LORE: Lagrangian-Optimized Robust Embeddings for Visual Encoders
Borna Khodabandeh, Amirabbas Afzali, Amirhossein Afsharrad, Seyed Shahabeddin Mousavi, Sanjay Lall, Sajjad Amini, Seyed-Mohsen Moosavi-Dezfooli
TL;DR
LORE introduces a Lagrangian-duality–based proximity constraint to a frozen reference embedding for unsupervised adversarial fine-tuning of vision encoders. By enforcing per-sample embedding proximity while optimizing worst-case perturbations, it achieves superior robustness with minimal loss of clean accuracy across CLIP and DINOv2 backbones, and it improves out-of-distribution robustness and embedding interpretability. The framework provides a tunable parameter ρ to control the robustness–fidelity trade-off and demonstrates strong performance in zero-shot and in-domain classification, with extensive ablations validating adaptive margins and dual-network elasticity. The work also shows the method's viability for supervised extensions and segmentation tasks, highlighting its broad applicability to foundation models. Overall, LORE offers a principled, scalable approach to stabilizing adversarial fine-tuning while preserving semantic fidelity in visual encoders.
Abstract
Visual encoders have become fundamental components in modern computer vision pipelines.

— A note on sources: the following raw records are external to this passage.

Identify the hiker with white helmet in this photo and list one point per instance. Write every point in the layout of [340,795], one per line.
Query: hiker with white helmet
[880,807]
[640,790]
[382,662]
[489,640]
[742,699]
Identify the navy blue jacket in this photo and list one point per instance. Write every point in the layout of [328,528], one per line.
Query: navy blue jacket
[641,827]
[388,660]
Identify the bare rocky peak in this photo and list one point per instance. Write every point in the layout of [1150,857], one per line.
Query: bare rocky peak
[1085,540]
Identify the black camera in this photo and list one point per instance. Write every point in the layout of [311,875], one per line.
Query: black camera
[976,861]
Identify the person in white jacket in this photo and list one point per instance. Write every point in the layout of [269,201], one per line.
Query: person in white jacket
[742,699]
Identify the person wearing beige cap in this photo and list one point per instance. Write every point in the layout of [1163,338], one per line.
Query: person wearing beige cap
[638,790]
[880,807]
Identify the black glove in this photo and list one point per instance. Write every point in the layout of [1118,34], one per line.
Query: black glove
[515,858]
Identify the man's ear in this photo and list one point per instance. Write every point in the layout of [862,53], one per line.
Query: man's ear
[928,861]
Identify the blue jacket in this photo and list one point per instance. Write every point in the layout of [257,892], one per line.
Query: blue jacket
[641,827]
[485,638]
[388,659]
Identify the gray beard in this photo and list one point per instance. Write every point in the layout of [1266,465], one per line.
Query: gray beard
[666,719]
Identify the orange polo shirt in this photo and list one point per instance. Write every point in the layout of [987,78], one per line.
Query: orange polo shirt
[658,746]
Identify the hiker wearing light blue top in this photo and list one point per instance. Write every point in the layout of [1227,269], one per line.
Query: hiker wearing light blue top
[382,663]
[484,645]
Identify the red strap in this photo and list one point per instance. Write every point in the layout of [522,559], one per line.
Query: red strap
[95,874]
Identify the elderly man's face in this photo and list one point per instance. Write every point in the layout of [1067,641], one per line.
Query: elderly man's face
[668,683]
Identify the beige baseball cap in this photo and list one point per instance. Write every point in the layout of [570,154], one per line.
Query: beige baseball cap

However, ensuring robustness against adversarial perturbations remains a critical challenge. Recent efforts have explored both supervised and unsupervised adversarial fine-tuning strategies. We identify two key limitations in these approaches: (i) they often suffer from instability, especially during the early stages of fine-tuning, resulting in suboptimal convergence and degraded performance on clean data, and (ii) they exhibit a suboptimal trade-off between robustness and clean data accuracy, hindering the simultaneous optimization of both objectives. To overcome these challenges, we propose Lagrangian-Optimized Robust Embeddings (LORE), a novel unsupervised adversarial fine-tuning framework. LORE utilizes constrained optimization, which offers a principled approach to balancing competing goals, such as improving robustness while preserving nominal performance. By enforcing embedding-space proximity constraints, LORE effectively maintains clean data performance throughout adversarial fine-tuning. Extensive experiments show that LORE significantly improves zero-shot adversarial robustness with minimal degradation in clean data accuracy. Furthermore, we demonstrate the effectiveness of the adversarially fine-tuned CLIP image encoder in out-of-distribution generalization and enhancing the interpretability of image embeddings.